Wang Binyou, Tan Xiaoqiu, Guo Jianmin, Xiao Ting, Jiao Yan, Zhao Junlin, Wu Jianming, Wang Yiwei
School of Pharmacy, Southwest Medical University, Luzhou 646000, China.
School of Basic Medical Science, Southwest Medical University, Luzhou 646000, China.
Pharmaceutics. 2022 Apr 26;14(5):943. doi: 10.3390/pharmaceutics14050943.
Drug-induced immune thrombocytopenia (DITP) often occurs in patients receiving many drug treatments simultaneously. However, clinicians usually fail to accurately distinguish which drugs can be plausible culprits. Despite significant advances in laboratory-based DITP testing, in vitro experimental assays have been expensive and, in certain cases, cannot provide a timely diagnosis to patients. To address these shortcomings, this paper proposes an efficient machine learning-based method for DITP toxicity prediction. A small dataset consisting of 225 molecules was constructed. The molecules were represented by six fingerprints, three descriptors, and their combinations. Seven classical machine learning-based models were examined to determine an optimal model. The results show that the RDMD + PubChem-k-NN model provides the best prediction performance among all the models, achieving an area under the curve of 76.9% and overall accuracy of 75.6% on the external validation set. The application domain (AD) analysis demonstrates the prediction reliability of the RDMD + PubChem-k-NN model. Five structural fragments related to the DITP toxicity are identified through information gain (IG) method along with fragment frequency analysis. Overall, as far as known, it is the first machine learning-based classification model for recognizing chemicals with DITP toxicity and can be used as an efficient tool in drug design and clinical therapy.

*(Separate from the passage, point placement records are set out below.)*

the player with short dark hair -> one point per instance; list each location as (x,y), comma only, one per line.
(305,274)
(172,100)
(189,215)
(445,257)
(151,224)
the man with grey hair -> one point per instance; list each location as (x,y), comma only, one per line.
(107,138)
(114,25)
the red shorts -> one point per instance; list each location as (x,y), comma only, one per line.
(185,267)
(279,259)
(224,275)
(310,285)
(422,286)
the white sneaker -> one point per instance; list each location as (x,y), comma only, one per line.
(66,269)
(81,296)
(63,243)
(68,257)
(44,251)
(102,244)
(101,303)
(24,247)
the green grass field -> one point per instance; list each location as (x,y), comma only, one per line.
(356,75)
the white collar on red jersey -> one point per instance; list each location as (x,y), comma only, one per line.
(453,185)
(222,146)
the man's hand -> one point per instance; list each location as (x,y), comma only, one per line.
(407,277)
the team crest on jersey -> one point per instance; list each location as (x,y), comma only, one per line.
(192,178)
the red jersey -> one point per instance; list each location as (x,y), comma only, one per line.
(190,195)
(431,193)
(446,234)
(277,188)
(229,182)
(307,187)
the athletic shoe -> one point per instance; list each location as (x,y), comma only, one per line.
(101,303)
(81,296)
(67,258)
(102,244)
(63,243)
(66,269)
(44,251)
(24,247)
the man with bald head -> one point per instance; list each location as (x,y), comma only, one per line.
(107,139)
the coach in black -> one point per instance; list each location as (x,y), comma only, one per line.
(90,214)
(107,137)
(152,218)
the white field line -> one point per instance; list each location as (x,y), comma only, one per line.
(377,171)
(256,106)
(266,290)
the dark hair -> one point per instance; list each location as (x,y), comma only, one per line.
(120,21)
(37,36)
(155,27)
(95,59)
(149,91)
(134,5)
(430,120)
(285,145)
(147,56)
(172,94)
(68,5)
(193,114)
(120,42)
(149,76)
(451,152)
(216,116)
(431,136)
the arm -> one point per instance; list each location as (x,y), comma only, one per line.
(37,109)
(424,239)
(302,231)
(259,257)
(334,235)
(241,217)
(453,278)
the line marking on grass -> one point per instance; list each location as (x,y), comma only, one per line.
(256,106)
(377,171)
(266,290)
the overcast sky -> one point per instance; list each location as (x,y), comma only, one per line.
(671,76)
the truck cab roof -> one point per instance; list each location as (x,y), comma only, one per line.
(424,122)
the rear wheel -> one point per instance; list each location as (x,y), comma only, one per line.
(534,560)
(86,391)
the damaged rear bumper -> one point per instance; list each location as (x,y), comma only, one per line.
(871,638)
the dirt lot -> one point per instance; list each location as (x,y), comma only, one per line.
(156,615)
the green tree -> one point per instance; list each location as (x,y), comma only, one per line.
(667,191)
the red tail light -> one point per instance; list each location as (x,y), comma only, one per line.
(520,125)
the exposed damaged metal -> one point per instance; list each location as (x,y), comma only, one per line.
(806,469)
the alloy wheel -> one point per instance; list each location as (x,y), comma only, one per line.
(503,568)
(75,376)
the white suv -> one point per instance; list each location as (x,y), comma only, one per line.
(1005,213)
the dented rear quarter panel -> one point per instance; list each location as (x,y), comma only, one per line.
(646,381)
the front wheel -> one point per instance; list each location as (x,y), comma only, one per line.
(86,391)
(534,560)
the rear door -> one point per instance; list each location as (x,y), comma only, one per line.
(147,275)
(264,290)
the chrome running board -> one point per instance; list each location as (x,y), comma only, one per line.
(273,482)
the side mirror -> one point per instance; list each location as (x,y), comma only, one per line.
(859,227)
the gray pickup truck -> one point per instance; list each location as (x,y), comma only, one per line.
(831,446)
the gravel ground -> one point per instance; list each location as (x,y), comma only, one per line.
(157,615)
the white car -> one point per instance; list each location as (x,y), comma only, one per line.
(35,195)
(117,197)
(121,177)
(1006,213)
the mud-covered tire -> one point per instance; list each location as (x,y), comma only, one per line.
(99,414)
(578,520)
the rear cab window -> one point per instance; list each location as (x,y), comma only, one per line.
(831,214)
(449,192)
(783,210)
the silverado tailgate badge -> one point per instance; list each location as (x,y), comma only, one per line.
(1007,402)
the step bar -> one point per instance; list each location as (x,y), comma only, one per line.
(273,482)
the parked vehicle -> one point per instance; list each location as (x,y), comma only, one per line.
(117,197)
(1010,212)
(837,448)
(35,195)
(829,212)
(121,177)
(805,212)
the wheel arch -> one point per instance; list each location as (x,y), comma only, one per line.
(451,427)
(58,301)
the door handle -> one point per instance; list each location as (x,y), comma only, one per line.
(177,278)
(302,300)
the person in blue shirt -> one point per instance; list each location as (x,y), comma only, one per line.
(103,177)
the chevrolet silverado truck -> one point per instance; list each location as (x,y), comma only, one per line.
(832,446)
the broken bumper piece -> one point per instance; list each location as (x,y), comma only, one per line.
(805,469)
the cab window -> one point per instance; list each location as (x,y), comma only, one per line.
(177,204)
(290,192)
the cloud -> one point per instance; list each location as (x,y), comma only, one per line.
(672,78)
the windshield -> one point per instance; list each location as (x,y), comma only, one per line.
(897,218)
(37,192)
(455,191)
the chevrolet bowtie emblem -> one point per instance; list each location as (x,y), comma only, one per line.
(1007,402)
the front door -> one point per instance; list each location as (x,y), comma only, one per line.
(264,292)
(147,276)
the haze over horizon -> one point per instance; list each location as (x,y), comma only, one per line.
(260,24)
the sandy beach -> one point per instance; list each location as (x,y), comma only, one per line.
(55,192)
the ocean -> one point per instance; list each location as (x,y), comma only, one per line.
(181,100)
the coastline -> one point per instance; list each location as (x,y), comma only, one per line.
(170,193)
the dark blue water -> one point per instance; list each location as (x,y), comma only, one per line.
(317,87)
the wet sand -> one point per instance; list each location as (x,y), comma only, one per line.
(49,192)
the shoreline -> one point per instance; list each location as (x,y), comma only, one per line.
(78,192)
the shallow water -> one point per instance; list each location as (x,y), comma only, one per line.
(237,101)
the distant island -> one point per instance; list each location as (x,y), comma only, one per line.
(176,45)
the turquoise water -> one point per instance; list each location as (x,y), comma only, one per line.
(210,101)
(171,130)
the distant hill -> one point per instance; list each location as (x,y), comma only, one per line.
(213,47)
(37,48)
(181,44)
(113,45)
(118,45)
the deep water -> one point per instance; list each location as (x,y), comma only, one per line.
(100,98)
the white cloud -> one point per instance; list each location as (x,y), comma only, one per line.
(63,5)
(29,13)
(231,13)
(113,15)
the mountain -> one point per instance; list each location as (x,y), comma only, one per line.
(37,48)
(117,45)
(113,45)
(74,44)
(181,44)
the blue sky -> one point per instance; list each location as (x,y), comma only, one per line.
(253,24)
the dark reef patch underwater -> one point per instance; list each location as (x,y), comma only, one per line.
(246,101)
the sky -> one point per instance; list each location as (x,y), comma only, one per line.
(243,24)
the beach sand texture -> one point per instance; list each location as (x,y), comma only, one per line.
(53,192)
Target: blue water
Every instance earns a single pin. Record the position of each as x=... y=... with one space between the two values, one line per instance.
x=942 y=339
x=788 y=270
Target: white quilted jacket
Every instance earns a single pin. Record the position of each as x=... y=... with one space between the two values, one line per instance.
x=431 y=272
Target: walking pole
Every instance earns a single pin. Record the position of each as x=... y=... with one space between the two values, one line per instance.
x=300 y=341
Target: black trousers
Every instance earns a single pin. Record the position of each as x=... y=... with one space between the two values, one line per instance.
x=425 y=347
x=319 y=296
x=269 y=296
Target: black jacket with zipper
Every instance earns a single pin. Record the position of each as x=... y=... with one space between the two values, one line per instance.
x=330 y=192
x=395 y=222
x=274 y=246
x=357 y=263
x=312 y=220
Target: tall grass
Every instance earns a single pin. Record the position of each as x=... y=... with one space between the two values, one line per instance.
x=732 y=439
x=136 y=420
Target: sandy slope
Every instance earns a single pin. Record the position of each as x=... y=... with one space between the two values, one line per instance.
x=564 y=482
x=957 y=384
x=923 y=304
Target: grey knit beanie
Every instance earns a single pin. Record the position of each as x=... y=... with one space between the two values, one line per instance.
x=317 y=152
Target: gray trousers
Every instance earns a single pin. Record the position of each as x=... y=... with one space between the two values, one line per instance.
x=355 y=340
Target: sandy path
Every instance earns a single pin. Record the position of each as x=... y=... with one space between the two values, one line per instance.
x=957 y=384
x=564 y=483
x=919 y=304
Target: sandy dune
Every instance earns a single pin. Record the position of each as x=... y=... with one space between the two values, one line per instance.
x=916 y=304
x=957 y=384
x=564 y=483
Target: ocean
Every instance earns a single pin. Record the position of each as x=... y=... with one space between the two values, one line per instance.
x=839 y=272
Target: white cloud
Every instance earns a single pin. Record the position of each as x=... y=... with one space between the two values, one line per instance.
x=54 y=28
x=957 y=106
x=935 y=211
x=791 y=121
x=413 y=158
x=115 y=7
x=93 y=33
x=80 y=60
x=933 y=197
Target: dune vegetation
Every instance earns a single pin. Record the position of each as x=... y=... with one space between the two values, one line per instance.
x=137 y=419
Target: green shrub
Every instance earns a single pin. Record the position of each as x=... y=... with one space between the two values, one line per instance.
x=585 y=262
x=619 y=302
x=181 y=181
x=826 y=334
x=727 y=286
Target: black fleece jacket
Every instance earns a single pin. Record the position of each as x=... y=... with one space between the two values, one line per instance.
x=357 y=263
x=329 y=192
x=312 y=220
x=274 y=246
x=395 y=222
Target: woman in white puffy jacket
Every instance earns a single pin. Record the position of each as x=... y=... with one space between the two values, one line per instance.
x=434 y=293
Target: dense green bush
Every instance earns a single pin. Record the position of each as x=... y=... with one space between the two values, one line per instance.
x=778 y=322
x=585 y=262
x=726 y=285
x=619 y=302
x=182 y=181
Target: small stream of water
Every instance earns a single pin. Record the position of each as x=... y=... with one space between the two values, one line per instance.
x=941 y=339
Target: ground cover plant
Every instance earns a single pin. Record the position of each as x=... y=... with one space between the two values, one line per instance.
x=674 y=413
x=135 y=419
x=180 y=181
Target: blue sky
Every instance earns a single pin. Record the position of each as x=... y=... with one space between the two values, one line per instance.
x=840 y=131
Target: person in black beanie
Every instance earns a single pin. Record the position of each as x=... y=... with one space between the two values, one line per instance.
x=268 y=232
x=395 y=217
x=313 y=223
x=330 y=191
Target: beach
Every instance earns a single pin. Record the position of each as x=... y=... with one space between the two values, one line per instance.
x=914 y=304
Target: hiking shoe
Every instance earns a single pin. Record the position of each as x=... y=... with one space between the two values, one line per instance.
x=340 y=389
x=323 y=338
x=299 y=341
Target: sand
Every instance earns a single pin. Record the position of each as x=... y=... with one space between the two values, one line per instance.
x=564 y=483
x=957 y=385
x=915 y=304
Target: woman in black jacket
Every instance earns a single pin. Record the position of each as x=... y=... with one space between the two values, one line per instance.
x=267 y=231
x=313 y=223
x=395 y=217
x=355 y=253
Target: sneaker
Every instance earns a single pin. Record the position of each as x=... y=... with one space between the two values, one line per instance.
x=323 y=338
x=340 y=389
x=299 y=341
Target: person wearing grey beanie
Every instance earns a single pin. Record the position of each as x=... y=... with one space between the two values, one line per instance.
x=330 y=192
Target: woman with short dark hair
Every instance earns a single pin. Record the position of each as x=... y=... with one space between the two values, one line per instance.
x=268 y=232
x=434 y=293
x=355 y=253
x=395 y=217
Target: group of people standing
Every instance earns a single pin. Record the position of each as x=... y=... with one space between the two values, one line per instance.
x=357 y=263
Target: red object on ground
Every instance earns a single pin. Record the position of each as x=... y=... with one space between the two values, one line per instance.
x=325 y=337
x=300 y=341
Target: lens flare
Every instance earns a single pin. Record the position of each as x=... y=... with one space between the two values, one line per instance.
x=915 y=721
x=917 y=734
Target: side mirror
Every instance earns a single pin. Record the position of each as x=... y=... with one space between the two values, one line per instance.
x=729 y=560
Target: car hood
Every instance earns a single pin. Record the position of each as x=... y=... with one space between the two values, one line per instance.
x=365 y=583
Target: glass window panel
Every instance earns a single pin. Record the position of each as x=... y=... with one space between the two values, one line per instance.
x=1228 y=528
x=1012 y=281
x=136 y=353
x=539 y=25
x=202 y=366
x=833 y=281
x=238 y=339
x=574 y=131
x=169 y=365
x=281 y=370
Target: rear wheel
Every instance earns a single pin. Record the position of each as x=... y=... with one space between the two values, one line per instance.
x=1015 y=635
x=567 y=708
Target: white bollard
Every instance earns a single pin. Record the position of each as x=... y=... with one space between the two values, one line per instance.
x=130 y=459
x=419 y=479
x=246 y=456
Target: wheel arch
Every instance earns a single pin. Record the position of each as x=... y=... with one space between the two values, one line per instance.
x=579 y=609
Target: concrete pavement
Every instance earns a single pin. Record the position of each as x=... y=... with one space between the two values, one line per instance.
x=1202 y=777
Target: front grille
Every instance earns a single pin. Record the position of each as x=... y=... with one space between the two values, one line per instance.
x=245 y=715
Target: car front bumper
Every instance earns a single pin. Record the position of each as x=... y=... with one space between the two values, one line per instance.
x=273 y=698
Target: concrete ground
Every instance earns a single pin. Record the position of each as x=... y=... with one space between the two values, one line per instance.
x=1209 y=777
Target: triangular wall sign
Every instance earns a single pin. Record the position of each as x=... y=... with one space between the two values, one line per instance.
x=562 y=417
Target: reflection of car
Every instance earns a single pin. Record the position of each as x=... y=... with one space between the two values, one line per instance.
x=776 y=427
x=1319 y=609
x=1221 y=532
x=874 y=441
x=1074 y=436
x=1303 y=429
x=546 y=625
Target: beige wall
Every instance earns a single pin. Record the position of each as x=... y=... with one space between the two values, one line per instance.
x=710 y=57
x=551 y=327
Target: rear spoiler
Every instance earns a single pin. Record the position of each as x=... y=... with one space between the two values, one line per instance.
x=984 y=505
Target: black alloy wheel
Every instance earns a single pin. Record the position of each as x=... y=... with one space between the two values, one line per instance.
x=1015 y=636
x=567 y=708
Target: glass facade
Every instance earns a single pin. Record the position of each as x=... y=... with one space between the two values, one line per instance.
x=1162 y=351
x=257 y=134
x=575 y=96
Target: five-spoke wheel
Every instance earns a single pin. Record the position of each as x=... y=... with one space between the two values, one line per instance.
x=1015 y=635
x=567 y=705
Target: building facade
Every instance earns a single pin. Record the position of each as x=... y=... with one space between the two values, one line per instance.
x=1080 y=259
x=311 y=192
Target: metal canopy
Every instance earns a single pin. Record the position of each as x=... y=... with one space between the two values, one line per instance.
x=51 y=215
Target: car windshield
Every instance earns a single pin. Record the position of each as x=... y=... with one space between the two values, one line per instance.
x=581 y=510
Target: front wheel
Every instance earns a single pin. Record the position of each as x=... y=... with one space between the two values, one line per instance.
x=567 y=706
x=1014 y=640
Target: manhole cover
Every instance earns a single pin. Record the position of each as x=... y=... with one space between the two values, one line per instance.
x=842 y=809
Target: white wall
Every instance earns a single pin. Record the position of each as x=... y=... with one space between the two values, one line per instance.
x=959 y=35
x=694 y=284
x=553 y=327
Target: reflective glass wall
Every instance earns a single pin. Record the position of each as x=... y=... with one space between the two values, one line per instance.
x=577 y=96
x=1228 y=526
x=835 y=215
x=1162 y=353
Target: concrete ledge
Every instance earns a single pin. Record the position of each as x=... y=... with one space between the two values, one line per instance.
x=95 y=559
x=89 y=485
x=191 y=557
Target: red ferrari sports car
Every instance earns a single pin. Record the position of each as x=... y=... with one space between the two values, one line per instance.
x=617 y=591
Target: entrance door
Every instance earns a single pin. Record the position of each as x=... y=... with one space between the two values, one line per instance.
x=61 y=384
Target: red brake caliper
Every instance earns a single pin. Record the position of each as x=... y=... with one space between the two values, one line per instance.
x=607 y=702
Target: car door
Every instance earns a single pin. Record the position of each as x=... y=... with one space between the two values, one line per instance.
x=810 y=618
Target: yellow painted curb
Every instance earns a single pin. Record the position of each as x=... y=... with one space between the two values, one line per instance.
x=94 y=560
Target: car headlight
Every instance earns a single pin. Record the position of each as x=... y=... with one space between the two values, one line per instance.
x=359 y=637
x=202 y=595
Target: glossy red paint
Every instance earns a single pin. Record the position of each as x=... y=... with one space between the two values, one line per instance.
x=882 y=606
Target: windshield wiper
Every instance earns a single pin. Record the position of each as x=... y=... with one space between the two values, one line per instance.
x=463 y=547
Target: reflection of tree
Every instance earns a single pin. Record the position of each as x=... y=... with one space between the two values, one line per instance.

药物性免疫性血小板减少症(DITP)常发生于同时接受多种药物治疗的患者中。然而,临床医生通常难以准确辨别哪些药物可能是罪魁祸首。尽管基于实验室的DITP检测取得了显著进展,但体外实验分析成本高昂,且在某些情况下无法为患者提供及时诊断。为解决这些不足,本文提出了一种基于机器学习的高效DITP毒性预测方法。构建了一个由225个分子组成的小型数据集。这些分子由六种指纹、三种描述符及其组合来表示。研究了七种基于经典机器学习的模型以确定最优模型。结果表明,RDMD + PubChem-k-NN模型在所有模型中提供了最佳预测性能,在外部验证集上的曲线下面积达到76.9%,总体准确率为75.6%。应用领域(AD)分析证明了RDMD + PubChem-k-NN模型的预测可靠性。通过信息增益(IG)方法和片段频率分析,识别出了五个与DITP毒性相关的结构片段。总体而言,据我们所知,这是首个基于机器学习的用于识别具有DITP毒性化学物质的分类模型,可作为药物设计和临床治疗中的有效工具。